The 3,000 inhabitants have been placed in total isolation, with prohibition to leave the area cordoned off by police. The goal is to avoid that the virus enters a slum nearby, where a crowd of 16 000 people.

But in a region where the average rate of informal jobs reached 54%, a number that is expected to grow in the coming months due to the economic crisis difficult for the poorest to choose between “die of hunger or die because of the virus”.

For Dalia Maimon, of the federal University of Rio de Janeiro, the logic is the following: by not working, “I am sure to die of hunger, then I take the risk, trying not to be contaminated, and I’m going to work”.

“How we buy to eat ?”

Another problem is the overpopulation of these districts does not facilitate the application of the measures of social distancing. The inhabitants spend a good portion of the day outside due to cramped housing conditions in which they often live several generations.

With regard to teleworking, it is impossible for the vast majority of people employed in the services or the informal sector. And unemployment continues to rise due to the paralysis of the economy.

“We are construction workers, vendors, we go out every day. With the confinement, everything was closed down and most of us no longer work”, explained to AFP Oscar Gonzalez, a Chilean of 43 years.

The welder lives in the neighbourhood of Brisas del Sol, one of the most densely populated of the metropolitan areas of Santiago, where riots are multiplied for claim assistance the State. “We do not have even a small help from the government. They believe that we can live without money, but how we buy to eat?”, gets the craftsman.

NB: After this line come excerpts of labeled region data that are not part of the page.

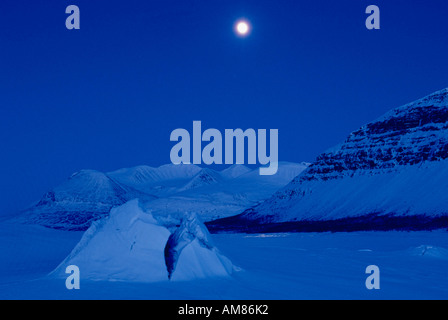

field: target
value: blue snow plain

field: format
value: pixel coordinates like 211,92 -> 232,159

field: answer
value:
0,223 -> 448,300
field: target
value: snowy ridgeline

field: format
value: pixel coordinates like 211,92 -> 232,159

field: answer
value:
18,162 -> 308,231
50,199 -> 237,282
207,89 -> 448,232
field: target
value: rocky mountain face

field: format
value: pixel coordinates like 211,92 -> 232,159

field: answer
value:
13,163 -> 308,231
209,89 -> 448,232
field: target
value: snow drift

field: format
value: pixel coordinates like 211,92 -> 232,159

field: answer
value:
50,199 -> 234,282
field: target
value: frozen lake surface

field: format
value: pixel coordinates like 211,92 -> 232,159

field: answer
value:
0,223 -> 448,299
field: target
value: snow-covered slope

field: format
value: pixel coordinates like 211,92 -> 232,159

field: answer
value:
16,170 -> 155,230
210,89 -> 448,231
51,199 -> 234,282
15,163 -> 307,230
142,162 -> 308,222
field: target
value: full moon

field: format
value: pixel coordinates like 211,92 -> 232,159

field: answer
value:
235,20 -> 250,37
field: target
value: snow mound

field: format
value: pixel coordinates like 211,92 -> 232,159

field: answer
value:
221,164 -> 252,179
408,245 -> 448,260
50,199 -> 233,282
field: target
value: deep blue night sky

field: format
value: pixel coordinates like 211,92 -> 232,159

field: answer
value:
0,0 -> 448,214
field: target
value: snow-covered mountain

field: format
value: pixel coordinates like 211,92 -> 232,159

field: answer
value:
50,199 -> 238,282
15,162 -> 308,230
17,170 -> 155,230
209,89 -> 448,232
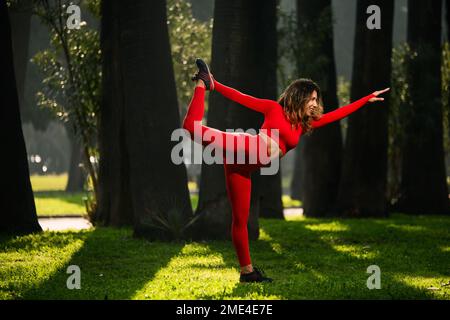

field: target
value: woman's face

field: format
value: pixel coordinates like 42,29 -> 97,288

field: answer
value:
305,90 -> 318,117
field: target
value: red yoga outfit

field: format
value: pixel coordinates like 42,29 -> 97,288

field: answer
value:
183,80 -> 375,267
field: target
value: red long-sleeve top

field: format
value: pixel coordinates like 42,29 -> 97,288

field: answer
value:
214,79 -> 375,154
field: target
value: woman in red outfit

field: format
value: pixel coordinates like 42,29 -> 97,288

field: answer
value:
183,59 -> 389,282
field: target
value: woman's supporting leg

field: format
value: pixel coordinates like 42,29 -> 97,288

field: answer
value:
183,87 -> 260,272
224,164 -> 252,272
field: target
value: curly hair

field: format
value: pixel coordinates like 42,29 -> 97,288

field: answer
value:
277,78 -> 323,134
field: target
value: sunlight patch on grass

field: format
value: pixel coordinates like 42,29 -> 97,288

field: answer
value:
34,194 -> 86,216
0,232 -> 84,299
132,243 -> 239,299
396,273 -> 450,299
305,221 -> 349,232
281,195 -> 302,208
332,244 -> 379,259
386,223 -> 427,232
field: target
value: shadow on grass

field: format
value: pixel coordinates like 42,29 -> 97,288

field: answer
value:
34,191 -> 87,206
12,228 -> 184,299
199,215 -> 450,300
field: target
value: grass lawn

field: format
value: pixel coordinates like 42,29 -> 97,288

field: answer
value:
0,214 -> 450,299
30,174 -> 301,216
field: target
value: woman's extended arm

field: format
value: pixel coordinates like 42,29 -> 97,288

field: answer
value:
312,88 -> 390,128
312,93 -> 375,128
214,79 -> 277,114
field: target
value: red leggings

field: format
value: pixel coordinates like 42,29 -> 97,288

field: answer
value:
183,87 -> 267,266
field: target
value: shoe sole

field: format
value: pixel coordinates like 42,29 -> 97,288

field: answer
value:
195,59 -> 214,90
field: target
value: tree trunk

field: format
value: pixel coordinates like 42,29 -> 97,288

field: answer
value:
290,143 -> 305,201
66,126 -> 86,192
296,0 -> 342,217
95,0 -> 192,240
337,0 -> 394,217
0,1 -> 42,234
10,0 -> 32,112
196,0 -> 281,239
397,0 -> 449,214
253,0 -> 284,219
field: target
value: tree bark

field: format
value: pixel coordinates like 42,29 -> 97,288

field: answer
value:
296,0 -> 342,217
10,0 -> 32,112
0,1 -> 42,234
254,0 -> 284,219
337,0 -> 394,217
66,126 -> 86,192
95,0 -> 192,240
397,0 -> 449,214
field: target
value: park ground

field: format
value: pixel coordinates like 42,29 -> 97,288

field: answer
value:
0,174 -> 450,300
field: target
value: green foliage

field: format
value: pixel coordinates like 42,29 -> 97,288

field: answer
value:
32,22 -> 101,137
388,42 -> 450,204
278,7 -> 333,91
0,214 -> 450,300
387,43 -> 415,205
167,0 -> 213,106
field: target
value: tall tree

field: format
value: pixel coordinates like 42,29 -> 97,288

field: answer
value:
294,0 -> 342,216
95,0 -> 192,239
66,130 -> 86,192
398,0 -> 449,214
0,1 -> 42,233
193,0 -> 281,239
252,0 -> 284,219
9,0 -> 32,115
337,0 -> 394,216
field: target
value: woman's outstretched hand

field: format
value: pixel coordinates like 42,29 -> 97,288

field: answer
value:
369,88 -> 390,102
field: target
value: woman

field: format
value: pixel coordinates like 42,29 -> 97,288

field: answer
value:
183,59 -> 389,282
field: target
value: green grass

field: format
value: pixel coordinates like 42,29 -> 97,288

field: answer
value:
30,174 -> 301,216
0,214 -> 450,299
34,191 -> 86,216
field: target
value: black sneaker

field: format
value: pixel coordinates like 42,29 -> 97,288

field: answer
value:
239,267 -> 273,282
192,59 -> 214,91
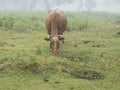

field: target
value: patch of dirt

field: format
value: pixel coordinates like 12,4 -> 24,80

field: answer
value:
70,69 -> 105,80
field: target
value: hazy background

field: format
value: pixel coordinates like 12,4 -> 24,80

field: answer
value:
0,0 -> 120,13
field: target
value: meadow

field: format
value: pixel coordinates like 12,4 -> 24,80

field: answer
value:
0,11 -> 120,90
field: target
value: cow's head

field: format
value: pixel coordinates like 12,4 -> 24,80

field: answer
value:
50,36 -> 59,54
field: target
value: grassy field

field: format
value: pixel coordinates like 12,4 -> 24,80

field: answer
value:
0,11 -> 120,90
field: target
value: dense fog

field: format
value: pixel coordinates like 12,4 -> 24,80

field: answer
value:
0,0 -> 120,13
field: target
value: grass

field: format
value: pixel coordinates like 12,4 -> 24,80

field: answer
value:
0,11 -> 120,90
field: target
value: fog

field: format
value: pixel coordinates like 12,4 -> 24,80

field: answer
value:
0,0 -> 120,13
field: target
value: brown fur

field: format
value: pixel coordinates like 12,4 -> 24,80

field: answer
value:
45,10 -> 67,36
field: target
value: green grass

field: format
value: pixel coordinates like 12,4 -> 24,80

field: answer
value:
0,11 -> 120,90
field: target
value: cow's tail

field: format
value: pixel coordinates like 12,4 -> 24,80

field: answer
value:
51,11 -> 58,36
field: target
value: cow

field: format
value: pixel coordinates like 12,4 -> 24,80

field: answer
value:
45,10 -> 67,53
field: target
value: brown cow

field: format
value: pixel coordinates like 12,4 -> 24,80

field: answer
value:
45,10 -> 67,40
45,10 -> 67,54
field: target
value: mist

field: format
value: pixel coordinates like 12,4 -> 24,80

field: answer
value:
0,0 -> 120,13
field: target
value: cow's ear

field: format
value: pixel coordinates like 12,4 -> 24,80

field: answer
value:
48,9 -> 52,13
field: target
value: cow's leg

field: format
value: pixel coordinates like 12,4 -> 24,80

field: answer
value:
44,29 -> 51,41
58,30 -> 64,43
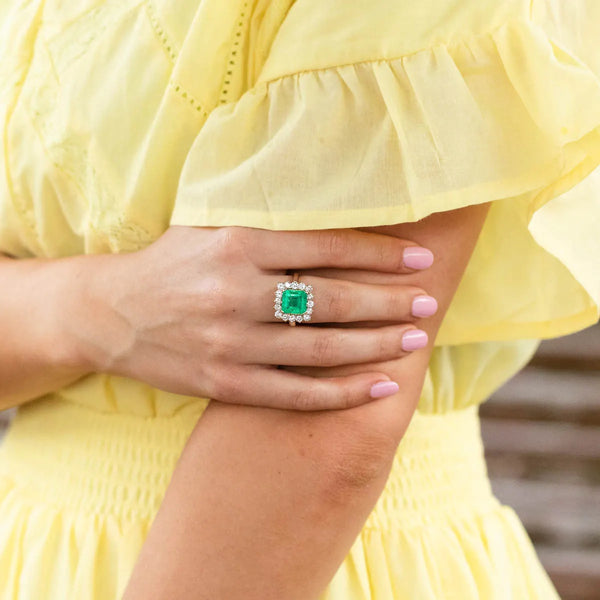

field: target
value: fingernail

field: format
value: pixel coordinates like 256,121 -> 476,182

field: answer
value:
402,246 -> 433,269
402,329 -> 429,352
412,296 -> 437,317
370,381 -> 400,398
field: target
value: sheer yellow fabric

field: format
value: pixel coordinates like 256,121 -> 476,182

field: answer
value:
0,0 -> 600,600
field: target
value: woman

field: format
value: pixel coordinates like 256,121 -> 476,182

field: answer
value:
0,0 -> 600,600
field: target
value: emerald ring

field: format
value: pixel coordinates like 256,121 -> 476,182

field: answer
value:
273,272 -> 315,325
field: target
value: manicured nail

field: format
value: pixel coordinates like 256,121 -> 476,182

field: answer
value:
402,329 -> 429,352
402,246 -> 433,269
370,381 -> 400,398
412,296 -> 437,317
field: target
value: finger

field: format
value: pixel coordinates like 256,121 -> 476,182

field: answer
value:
233,324 -> 428,367
258,276 -> 438,323
211,366 -> 400,411
248,229 -> 433,273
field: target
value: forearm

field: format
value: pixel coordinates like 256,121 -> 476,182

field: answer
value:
0,255 -> 98,410
124,351 -> 432,600
125,206 -> 487,600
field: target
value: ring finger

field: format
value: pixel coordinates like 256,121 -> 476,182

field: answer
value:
251,276 -> 437,323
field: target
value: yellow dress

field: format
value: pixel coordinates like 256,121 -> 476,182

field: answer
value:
0,0 -> 600,600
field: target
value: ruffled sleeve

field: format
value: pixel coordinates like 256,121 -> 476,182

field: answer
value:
171,0 -> 600,345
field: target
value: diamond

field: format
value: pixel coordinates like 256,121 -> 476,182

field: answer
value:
281,289 -> 307,315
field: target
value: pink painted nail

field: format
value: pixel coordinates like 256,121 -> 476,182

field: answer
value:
370,381 -> 400,398
412,296 -> 437,317
402,329 -> 429,352
402,246 -> 433,269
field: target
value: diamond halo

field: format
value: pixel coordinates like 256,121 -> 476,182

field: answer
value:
273,281 -> 315,323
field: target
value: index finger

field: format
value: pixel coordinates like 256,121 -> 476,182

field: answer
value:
247,228 -> 433,273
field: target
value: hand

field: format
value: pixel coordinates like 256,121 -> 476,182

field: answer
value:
73,226 -> 436,410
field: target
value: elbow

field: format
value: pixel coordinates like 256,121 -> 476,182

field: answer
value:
314,398 -> 416,502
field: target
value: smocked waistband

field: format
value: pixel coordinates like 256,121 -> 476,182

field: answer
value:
0,399 -> 495,529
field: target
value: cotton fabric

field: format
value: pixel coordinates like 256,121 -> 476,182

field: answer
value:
0,0 -> 600,600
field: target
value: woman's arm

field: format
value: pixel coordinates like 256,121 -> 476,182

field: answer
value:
0,254 -> 99,410
0,227 -> 432,410
124,204 -> 489,600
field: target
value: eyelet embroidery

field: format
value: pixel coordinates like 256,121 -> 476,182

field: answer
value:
219,0 -> 248,104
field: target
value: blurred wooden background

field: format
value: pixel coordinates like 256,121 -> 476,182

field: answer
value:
480,325 -> 600,600
0,325 -> 600,600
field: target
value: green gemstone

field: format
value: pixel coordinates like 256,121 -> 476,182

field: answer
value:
281,289 -> 308,315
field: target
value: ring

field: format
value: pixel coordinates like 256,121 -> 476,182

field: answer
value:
273,271 -> 315,326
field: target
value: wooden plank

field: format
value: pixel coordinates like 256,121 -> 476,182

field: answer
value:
530,325 -> 600,370
481,418 -> 600,462
480,367 -> 600,426
536,545 -> 600,600
492,477 -> 600,544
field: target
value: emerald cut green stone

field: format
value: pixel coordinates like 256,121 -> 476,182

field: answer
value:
281,290 -> 307,315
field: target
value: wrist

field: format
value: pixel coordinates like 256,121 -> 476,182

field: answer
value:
52,254 -> 135,375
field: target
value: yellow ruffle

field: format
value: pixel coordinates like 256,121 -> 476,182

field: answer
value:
0,399 -> 558,600
171,18 -> 600,345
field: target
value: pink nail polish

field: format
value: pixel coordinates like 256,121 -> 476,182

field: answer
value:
402,329 -> 429,352
370,381 -> 400,398
402,246 -> 433,269
412,296 -> 437,317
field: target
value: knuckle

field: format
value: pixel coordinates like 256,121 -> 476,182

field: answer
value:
317,229 -> 351,263
312,332 -> 340,367
289,387 -> 321,411
327,285 -> 352,322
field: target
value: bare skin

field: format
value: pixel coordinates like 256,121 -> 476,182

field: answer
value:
0,227 -> 436,410
124,203 -> 489,600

In other countries, criminal organizations take advantage of the vacuum left by the State to extend their control. It is “the trend is the most alarming,” according to security expert Douglas Farah, spoke recently on the topic in a forum in Washington organized by the Organization of american States.

In Mexico, the cartels distribute food and medicines; in Honduras, the gangs are organizing campaigns of disinfection in the territories they control.

Threat silent

In the Face of the deficiencies of the States, Churches and associations will also mobilise in organizing information campaigns, disinfection, and countless soup kitchens.

A 6 de Mayo, in the outskirts of Santiago, the locals know where we live, the sick, and organize themselves to bring them food. “If we don’t help them, nobody will do it,” said Gloria Reyes, a seamstress of 62 years.

“We need to have our own public policy and to imagine alternatives in the absence of the government,” confirms Gilson Rodrigues, head of district to Paraisopolis, the second biggest slum in São Paulo (100 000 inhabitants), who is preparing for “the worst scenarios”.

Brazil is now the second country most affected by the pandemic in terms of absolute numbers, after the United States, with more than 25 000 deaths and over 400 000 infections for 210 million inhabitants.

Other headache, the access to the water. According to the UN, nearly 89 million people in the region do not have basic services of sanitation, making it difficult for the regular washing of hands, the basic rule for preventing the spread of the Covid-19.

In Peru, severely affected by the pandemic, nearly one-third of the 10 million inhabitants of Lima are thus confronted with severe problems of access to water, especially in the peripheral areas.

“The water crisis in Lima is a threat silent. The most vulnerable populations are those who are more likely to be exposed to the pandemic,” says the AFP Mariella Sanchez, director of the NGO Aquafondo.

In Venezuela, the epidemic is coming, adding to an economic situation that is already dire, with shortages of electricity and gasoline always more numerous. In San Cristobal, a city located on the border with Colombia, the family of Reinaldo Vega uses on a daily basis to techniques of “scouts”.

“This is how we survive,” he said to the AFP in going in search of firewood for cooking.